10.

Napoléon se regarde dans le miroir que tient Roustam, le mamelouk. Constant, le premier valet de chambre, approche. Il porte, posés sur un plateau de métal doré, le rasoir anglais, qu’on aiguise ou qu’on change chaque matin, et le savon, lui aussi de fabrication anglaise.

Mais Napoléon s’attarde sans saisir aussitôt le rasoir comme il le fait d’habitude afin, en quelques grands coups rapides de lame, repoussant un savon qu’il fait à peine mousser, de se raser.

Napoléon continue de se dévisager.

Hier, en fin d’après-midi, dans l’atelier de David, il a longuement détaillé l’esquisse du tableau que le peintre vient de commencer. C’est donc ainsi qu’on va le voir, enveloppé dans une cape, sous un ciel sombre, maîtrisant un cheval noir qui se cabre, crinière et queue au vent, cependant que passent, au bord des abîmes alpins, les soldats poussant leurs pièces de canon.

« Bonaparte franchissant le Saint-Bernard », a murmuré David en présentant son tableau.

Le visage que lui a prêté David ressemble bien peu à celui qu’il voit dans le miroir. Celui du peintre est plein, la peau est lisse et blanche, les traits en sont harmonieux. Ce matin, il a au contraire les yeux enfoncés, la peau d’un jaune presque sombre, le menton apparaissant trop long dans un visage maigre.

Mais peut-être est-il le seul à se voir tel qu’il est ? Peut-être la vérité est-elle devenue celle que peint David ? Et le voit-on déjà comme un héros, un fils de roi ?

Il se tourne. Brusquement, il étouffe. Chaque matin, il exige pourtant que Roustam ouvre les fenêtres. Il ne supporte pas l’atmosphère renfermée, les odeurs trop fortes de la nuit et du corps.

— Ouvre, lance-t-il à Roustam, que je respire l’air que Dieu a fait.

Le ciel est bas, il fait frais. Il est à peine plus de sept heures, et le soleil ne peut percer, en ce mois de mai, cette couche de brume grise.

Napoléon se rase en quelques minutes. Constant a eu raison de le convaincre de se raser lui-même. Il ne supportait pas de se livrer immobile aux mains d’un autre. Qu’importe s’il se rase superficiellement.
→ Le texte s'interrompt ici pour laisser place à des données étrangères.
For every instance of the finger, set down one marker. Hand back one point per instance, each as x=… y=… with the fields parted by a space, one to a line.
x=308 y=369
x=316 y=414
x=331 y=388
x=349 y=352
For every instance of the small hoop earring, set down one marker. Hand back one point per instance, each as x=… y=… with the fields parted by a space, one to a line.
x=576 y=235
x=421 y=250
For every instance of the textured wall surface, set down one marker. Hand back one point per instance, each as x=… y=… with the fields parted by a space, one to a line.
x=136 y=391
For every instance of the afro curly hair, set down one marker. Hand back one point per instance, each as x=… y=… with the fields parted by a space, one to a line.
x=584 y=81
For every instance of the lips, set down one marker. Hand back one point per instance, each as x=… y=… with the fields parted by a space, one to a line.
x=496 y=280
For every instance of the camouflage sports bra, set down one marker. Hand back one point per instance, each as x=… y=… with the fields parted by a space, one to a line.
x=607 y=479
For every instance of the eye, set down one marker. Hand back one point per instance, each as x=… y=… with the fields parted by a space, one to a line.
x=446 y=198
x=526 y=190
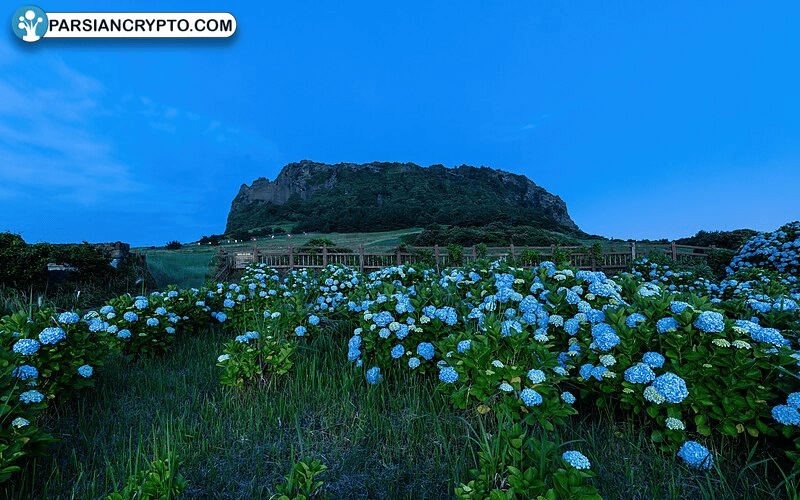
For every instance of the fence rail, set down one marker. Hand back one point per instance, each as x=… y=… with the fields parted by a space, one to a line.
x=614 y=257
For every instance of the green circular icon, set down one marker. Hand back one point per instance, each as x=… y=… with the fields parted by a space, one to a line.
x=29 y=23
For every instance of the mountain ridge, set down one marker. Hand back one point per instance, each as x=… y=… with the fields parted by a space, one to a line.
x=384 y=196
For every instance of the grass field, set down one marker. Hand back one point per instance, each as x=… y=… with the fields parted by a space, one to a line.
x=400 y=439
x=185 y=268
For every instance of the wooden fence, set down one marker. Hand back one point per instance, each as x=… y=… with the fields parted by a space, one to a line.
x=614 y=256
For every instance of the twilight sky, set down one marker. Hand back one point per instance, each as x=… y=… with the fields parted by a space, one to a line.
x=649 y=119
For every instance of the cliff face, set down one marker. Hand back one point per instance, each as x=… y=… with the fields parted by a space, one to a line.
x=308 y=192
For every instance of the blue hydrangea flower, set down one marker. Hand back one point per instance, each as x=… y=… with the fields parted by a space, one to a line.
x=68 y=318
x=604 y=336
x=425 y=349
x=374 y=375
x=710 y=322
x=31 y=396
x=26 y=347
x=25 y=372
x=634 y=319
x=786 y=415
x=536 y=376
x=530 y=397
x=672 y=387
x=576 y=459
x=598 y=371
x=696 y=455
x=52 y=335
x=402 y=332
x=667 y=324
x=448 y=375
x=678 y=307
x=571 y=326
x=653 y=359
x=382 y=319
x=640 y=374
x=651 y=394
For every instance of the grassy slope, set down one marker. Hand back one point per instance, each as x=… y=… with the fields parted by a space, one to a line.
x=399 y=439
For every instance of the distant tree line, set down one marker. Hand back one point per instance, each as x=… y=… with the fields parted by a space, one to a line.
x=24 y=266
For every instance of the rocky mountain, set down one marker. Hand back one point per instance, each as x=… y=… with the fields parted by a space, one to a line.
x=384 y=196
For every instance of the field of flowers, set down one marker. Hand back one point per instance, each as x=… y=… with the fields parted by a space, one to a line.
x=705 y=366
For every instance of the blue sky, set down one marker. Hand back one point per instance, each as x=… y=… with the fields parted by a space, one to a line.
x=650 y=121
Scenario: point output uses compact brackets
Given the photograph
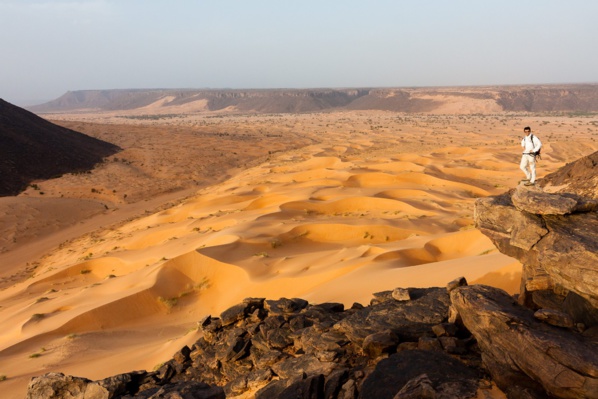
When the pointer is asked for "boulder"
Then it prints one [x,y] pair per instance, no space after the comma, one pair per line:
[524,354]
[534,200]
[553,234]
[440,373]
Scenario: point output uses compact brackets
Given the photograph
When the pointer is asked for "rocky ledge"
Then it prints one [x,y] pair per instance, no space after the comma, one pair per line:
[455,342]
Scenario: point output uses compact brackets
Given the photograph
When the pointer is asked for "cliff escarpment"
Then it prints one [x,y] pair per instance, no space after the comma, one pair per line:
[545,98]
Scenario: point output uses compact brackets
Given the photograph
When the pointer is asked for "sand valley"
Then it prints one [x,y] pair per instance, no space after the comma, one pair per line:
[110,271]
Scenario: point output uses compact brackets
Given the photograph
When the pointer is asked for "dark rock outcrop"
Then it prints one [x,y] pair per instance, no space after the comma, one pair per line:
[554,234]
[544,343]
[288,348]
[32,148]
[523,354]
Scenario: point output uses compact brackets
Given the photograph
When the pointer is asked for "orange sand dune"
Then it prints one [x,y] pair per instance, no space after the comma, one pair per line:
[348,215]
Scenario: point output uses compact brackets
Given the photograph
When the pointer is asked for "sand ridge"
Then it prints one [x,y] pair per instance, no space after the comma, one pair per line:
[336,220]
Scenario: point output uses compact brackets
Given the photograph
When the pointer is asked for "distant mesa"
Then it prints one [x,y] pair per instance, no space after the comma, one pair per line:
[32,148]
[479,99]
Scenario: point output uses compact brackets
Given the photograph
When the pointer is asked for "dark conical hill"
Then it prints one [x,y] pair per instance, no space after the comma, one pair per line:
[32,148]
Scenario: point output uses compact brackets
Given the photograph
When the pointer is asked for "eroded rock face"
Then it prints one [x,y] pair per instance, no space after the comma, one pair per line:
[288,348]
[554,234]
[524,355]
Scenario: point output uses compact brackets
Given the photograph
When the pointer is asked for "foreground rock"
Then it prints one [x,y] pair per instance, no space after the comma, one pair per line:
[523,354]
[554,234]
[289,349]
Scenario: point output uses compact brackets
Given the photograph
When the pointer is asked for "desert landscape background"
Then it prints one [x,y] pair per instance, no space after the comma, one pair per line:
[213,200]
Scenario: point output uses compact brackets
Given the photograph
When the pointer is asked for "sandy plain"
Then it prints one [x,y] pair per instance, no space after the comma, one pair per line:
[109,272]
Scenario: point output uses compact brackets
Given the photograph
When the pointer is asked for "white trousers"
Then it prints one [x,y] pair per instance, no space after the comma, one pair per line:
[528,166]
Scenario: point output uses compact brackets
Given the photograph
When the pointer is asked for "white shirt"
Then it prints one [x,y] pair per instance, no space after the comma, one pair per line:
[529,146]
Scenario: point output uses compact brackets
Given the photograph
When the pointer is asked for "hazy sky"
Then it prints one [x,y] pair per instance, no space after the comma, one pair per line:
[49,47]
Il s’asperge le visage d’eau de Cologne, puis il entre dans son bain brûlant. La pièce est déjà envahie par la buée. Il aime ce contact douloureux avec l’eau très chaude, qui lui donne la mesure exacte de son corps et calme l’irritation presque endémique de sa peau.

Il demeure ainsi de longues minutes. C’est dans cette baignoire qu’il est le plus apaisé. Et parfois, au milieu de la nuit, il se plonge dans cette eau chaude, afin de se détendre.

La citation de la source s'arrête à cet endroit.